Talvez, do ponto de vista do entendimento e da percepção, esse processo, lá dentro da cognição profunda da mente, de fato tenha suas ressonâncias na recepção da arte.

Há os que defendem que o prazer derivado do jogo é pura e simplesmente estético. O filósofo Immanuel Kant afirmava: o “belo” (justamente um jogo entre a imaginação e o entendimento) é um prazer desinteressado e não se limita às formas artísticas. Está no olhar, que agrada universalmente.

É essa a linhagem de pensamento do também alemão Wolfgang Welsch: “Ao negligenciar o caráter artístico do esporte, deixamos de compreender por que ele é tão fascinante para o grande público. Na realidade, o verdadeiro fascínio do esporte deriva de aspectos que, de forma diversa, estamos habituados a experimentar e admirar nas artes.”

Esporte e arte: intermitências

 

A ideia de futebol arte está na matriz da cultura brasileira.

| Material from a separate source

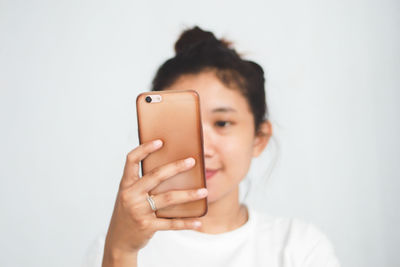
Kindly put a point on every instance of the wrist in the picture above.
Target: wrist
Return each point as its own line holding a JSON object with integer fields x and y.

Para nós, a modalidade de fato é mais que um esporte. Trata-se de uma profunda experiência cultural. Devaneios midiáticos e consequências do hiper-capitalismo à parte, para o brasileiro o estádio é um palco, como era a arena para os gregos. Que Neymar tenha lá seus momentos de performance, não me surpreende nem um pouco. Na nossa ontologia do futebol reside a arte, e assim ela deve se manter.

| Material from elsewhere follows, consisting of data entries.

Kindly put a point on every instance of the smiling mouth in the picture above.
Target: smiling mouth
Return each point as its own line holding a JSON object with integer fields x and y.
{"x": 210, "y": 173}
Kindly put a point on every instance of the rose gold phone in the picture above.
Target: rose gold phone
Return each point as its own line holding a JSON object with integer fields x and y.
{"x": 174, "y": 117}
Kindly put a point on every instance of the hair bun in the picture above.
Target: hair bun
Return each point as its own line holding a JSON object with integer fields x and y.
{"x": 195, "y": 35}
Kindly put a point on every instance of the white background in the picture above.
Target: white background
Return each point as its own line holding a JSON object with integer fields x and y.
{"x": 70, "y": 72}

Amanhã teremos a chance de presenciar mais um capítulo na história desta forma artística. Brasil e Bélgica devem protagonizar um dos duelos mais excitantes da Copa. O time belga, notável, trabalha com passes rápidos, triangulações e jogadas de habilidade. Seu esquema tático é um ousado 4-2-3-1, com craques como Hazard e De Bruyne jogando depois da linha intermediária para servir o imenso centroavante Romelu Lukaku. Não sabemos se terão o disparate de atacar o Brasil dessa forma, mas a promessa é de velocidade e agressividade.

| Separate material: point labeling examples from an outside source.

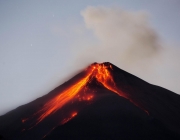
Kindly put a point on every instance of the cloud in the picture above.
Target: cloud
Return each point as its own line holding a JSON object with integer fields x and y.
{"x": 128, "y": 40}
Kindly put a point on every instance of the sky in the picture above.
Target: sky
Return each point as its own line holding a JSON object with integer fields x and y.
{"x": 44, "y": 43}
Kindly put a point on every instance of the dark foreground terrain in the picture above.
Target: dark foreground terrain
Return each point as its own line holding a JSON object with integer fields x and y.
{"x": 149, "y": 112}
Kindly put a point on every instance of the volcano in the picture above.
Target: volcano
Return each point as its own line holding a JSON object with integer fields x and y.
{"x": 101, "y": 102}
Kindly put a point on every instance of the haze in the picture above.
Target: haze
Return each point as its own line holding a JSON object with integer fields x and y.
{"x": 44, "y": 43}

Mozart Couto ilustra “Futebol e Raça”

Você deve estar se perguntando: “ué, mas essa não é uma coluna sobre quadrinhos”? Ora, não vamos esquecer que o futebol está também no pop global, e que este duelo me traz as reminiscências de se pensar a fabulosa arte gráfica belga, da qual tanto já falei aqui, aqui e aqui. De fato, quando o assunto é HQs (ou bande dessinée, BD), é difícil competir com os belgas. Do mesmo jeito que uma minúscula nação de 11 milhões pôde produzir esta indomável geração de boleiros, ela foi capaz de criar uma das escolas mais influentes da nona arte.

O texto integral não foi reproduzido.